Tuesday, 20 March 2012

Review: I See Stars - Digital Renegade

 Well, this is the band that are claimed to be the pioneers of the electronicore sub-genre that everyone loves to hate, and that I've really managed to get into for some reason. I See Stars' second album 3-D has had a considerable impact on a small-sized generation of people into emo, metalcore and electronica music, wondering if there's anywhere where they can find all three at once. Sounds reasonable. Despite their major influence however, I See Stars have always been in the shadow of other bands that have prospered and have recently been playing second fiddle to Asking Alexandria on their massive Still Reckless Tour taking place across North America, acting as support along with The Amity Affliction, Motionless in White and for some weird reason Trivium and Dir En Grey. So, in many ways, the group's third release Digital Renegade sees I See Stars taking a step up to the air of respectability in the world of electronicore they demand.

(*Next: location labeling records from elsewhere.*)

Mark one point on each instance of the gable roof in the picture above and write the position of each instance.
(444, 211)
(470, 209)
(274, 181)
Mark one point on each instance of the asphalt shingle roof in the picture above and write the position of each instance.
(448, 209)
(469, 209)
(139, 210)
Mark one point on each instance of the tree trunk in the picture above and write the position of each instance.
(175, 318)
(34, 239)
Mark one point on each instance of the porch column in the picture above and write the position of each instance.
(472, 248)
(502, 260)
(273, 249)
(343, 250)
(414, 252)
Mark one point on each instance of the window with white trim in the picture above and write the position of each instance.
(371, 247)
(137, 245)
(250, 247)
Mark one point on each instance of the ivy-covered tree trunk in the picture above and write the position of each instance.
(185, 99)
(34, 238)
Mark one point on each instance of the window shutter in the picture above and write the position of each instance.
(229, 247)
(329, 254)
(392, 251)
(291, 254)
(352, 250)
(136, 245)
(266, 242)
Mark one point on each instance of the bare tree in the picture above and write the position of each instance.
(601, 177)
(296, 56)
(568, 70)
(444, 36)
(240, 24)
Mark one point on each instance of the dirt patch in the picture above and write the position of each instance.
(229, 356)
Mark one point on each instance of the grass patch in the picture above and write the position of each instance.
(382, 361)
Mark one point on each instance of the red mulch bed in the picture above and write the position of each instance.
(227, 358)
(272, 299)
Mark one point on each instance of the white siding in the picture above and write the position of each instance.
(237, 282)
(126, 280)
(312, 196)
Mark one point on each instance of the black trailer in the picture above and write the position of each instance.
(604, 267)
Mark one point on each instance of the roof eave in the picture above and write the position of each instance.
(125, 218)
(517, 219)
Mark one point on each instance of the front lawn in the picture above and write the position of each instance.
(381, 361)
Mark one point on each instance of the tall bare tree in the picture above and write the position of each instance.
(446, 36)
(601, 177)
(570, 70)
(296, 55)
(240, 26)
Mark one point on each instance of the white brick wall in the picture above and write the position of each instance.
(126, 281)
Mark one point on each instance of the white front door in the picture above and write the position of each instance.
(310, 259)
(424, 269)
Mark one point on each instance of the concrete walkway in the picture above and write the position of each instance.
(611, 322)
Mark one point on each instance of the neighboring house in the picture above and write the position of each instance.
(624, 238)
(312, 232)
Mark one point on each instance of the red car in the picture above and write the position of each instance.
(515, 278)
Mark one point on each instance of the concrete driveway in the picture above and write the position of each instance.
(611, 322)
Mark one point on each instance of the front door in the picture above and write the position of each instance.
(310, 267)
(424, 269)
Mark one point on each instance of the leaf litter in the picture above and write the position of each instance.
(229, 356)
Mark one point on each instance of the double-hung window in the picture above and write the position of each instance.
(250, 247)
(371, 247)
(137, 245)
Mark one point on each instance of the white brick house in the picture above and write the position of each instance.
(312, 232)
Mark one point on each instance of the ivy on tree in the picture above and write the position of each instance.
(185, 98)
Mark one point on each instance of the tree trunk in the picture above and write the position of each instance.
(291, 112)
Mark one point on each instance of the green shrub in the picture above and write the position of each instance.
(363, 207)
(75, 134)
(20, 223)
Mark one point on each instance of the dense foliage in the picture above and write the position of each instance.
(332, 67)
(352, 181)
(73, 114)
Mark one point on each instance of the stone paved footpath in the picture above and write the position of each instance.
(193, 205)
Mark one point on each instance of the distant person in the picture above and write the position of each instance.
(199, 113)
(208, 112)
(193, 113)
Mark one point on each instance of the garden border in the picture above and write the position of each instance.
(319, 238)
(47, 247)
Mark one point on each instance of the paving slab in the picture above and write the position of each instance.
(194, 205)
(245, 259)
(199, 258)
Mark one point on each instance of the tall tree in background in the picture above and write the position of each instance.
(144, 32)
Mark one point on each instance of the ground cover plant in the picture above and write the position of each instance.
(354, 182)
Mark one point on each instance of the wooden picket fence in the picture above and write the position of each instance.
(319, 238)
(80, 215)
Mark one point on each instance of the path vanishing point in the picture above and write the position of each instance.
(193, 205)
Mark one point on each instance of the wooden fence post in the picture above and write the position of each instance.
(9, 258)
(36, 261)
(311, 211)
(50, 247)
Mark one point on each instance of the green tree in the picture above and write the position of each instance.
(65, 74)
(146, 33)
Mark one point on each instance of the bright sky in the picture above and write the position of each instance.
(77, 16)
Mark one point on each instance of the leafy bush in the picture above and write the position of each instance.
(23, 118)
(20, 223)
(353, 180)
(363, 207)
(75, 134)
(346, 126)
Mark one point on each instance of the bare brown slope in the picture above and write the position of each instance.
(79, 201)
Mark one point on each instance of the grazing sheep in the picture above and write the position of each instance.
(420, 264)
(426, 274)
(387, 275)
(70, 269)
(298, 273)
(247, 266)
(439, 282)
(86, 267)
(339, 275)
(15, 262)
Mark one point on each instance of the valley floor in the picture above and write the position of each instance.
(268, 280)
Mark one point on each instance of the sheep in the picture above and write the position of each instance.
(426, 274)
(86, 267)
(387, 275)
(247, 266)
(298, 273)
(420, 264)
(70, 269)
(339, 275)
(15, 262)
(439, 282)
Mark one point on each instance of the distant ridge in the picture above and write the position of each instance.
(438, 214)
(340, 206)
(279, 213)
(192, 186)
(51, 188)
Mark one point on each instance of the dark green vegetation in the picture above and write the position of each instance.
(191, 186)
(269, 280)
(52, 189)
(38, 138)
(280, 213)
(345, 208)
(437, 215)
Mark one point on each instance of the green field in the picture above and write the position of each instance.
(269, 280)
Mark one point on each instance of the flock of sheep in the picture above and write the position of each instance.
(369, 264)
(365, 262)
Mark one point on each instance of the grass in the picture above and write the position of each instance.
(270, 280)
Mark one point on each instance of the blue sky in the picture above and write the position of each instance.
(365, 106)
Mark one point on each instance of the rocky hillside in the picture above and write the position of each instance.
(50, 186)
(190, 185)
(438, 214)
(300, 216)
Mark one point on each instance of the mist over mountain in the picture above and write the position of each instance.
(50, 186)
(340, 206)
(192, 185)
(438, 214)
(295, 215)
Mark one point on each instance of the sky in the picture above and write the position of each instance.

 If it's going to make them bigger anywhere it is going to be very much limited to getting bigger in electronicore circles and if that's not you're scene, you're probably only here because you're lost and the correct term you're looking for is "astronomy". There's no sign of the band taking on more traditional metallic qualities here. There's big choruses filled with hooks and auto-tuned vocals from Devin Oliver, there's still continuous usage of synthesizers and not the ambient kind, the ones that create trance music in order to accompany the constant breakdowns from Brent Allen and Jimmy Gregerson, which at random points of the album, leads the musical proceedings with no guitar backing and stops the group from having any kind of metallic qualities and makes them sound more like Cobra Starship and tracks like Summer Died in Connersville feels more inspired by pop punk music than any kind of hardcore group. In many ways, I See Stars still prove themselves to have the kind of music you could headbang to, but you would definitely cringe if you heard anyone refer to them as "brutal".
 Still, with their position as a poppy post hardcore group established, there is lots to be impressed by. This album sees a great increase in focus in terms of merging these styles together and the relentless juddering mixed with pulsing dance synthesizers seen in tracks like NZT48 and Filth Friends Unite shows these influences brought together and executed in a much more seamless form in a way more definitive of what electronicore should be, the latter track even carrying the sense of ambition to see the group take on Enter Shikari. And get instantly defeated because Enter Shikari are incredible.
 Needless to say, an emotional impact is created across the album, be it the kind of dark and furious tones contained across Mystery Wall and Endless Sky, aided with guest vocals from Yorkshire rabble-rouser Danny Worsnop or are more rooted in melancholy and tragedy, as Electric Forest tells of romantic loss and woe with the intense rush of emotion heightened by guest vocals from Hey Monday's Cassadee Pope. Albeit it can be difficult at times to distinguish her voice from that of Oliver's, due to the auto-tuning.
 Overall, Digital Renegade is very much a prime album that in realms of electronicore ticks all the boxes. The synthesizer work remains pulsing and dynamic and the strength of the post hardcore performance is very much cranked up. It's unlikely that it will make them any friends out of this scene but, it's a pretty solid effort that shows I See Stars to be a rightfully respected act as one of the main innovators of this genre.

 I See Stars' Digital Renegade is out now via Sumerian Records. The band will perform at the Slam Dunk Festival at the Leeds University Union and University of Hertfordshire Forum from 26th-27th May.